Dwie osoby zasypała lawina jaka zeszła ze Szpiglasowej Przełęczy w stronę Doliny Pięciu Stawów Polskich. W drodze na miejsce są już ratownicy TOPR-u. W centrali TOPR organizowana jest wyprawa ratunkowa, są jednak z tym problemy – pogoda uniemożliwia start śmigłowca.

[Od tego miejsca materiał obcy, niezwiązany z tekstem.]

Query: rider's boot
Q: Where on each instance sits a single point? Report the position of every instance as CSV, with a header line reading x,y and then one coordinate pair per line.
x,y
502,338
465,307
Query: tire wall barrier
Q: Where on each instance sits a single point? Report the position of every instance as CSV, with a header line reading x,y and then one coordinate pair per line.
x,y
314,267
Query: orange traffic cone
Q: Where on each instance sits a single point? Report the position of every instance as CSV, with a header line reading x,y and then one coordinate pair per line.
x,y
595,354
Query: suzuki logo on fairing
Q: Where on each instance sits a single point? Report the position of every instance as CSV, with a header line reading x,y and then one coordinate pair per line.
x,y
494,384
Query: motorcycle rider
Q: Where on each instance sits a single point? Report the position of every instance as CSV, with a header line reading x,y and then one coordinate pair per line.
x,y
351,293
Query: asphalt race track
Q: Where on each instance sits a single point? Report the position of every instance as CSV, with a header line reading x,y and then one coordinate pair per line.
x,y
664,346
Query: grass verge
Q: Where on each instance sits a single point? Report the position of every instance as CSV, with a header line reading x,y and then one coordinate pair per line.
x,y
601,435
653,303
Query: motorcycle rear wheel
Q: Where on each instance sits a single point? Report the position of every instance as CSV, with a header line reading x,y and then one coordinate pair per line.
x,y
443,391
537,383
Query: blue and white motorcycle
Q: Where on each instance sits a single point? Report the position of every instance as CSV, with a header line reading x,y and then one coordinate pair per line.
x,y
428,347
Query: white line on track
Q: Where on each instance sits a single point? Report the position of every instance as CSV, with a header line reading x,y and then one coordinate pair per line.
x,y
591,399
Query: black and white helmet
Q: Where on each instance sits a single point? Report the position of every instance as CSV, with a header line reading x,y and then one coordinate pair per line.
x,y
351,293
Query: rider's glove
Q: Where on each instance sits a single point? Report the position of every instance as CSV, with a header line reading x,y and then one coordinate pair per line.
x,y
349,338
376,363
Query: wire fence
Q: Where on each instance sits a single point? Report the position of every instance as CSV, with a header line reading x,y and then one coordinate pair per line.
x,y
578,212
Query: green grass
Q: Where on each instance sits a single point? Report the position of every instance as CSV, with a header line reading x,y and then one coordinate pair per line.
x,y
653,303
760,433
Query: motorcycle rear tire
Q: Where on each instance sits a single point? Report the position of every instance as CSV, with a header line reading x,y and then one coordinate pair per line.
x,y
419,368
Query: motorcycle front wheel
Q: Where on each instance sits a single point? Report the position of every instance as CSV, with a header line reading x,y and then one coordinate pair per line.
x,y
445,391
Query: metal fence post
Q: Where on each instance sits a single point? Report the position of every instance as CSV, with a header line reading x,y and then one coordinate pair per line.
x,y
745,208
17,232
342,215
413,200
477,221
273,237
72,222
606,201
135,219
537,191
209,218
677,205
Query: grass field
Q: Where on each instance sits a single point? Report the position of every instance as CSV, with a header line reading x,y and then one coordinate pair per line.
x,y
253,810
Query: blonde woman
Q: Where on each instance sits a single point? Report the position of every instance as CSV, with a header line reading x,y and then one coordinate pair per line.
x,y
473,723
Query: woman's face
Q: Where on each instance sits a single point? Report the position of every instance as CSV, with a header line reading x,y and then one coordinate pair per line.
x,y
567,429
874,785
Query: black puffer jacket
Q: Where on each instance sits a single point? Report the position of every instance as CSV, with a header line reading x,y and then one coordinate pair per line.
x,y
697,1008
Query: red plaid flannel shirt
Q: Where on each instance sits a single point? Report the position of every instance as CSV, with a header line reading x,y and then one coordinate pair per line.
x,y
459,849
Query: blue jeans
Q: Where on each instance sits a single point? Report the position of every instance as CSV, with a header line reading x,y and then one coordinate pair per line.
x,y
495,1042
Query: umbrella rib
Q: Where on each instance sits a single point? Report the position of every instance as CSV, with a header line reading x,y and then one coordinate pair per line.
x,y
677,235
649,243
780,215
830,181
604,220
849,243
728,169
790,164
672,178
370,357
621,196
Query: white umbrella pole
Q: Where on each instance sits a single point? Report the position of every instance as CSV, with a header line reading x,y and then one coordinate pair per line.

Zwały śniegu przysypały w sumie trzy osoby. Jednej udało się wydostać i powiadomić ratowników dyżurujących w schronisku w Dolinie Pięciu Stawów Polskich. Toprowcy, którzy idą z pomocą zasypanym, mogą liczyć tylko na siebie - pogoda nie pozwala bowiem na użycie śmigłowca. Przejście po śniegu może im zająć nawet kilka godzin. Na miejscu, gdzie zeszła lawina, jest dwóch dyżurnych toprowców, ale sami bez psów niewiele mogą zdziałać. Naczelnik TOPR-u, Jan Krzysztof nie ukrywa, że szanse na uratowanie turystów są niewielkie. Lawina zeszła bowiem około południa: "Dwie osoby zostały zasypane w lawinie pod Szpiglasową Przełęczą od Doliny Pięciu Stawów. Niestety warunki są tak trudne, że prawdopodobnie nie uda się użyć śmigłowca, chociaż leci już do nas śmigłowiec Straży Granicznej i drugi śmigłowiec jest w Krakowie przygotowany. Wszystko wskazuje na to, że będziemy ratować metodami tradycyjnymi. W tej chwili dwóch dyżurnych ratowników ze schroniska w Pięciu Stawach już podąża na miejsce wypadku, czekamy na dodatkowe informacje".

Tymczasem cztery inne osoby trafiły do szpitala, po tym jak w prywatnym wyciągu orczykowym w Krynicy zerwała się lina naciągowa. Na wyciągu jeździło kilkadziesiąt osób. Lekkie rany odniosło jeszcze kilka innych osób. Wyciąg został zamknięty.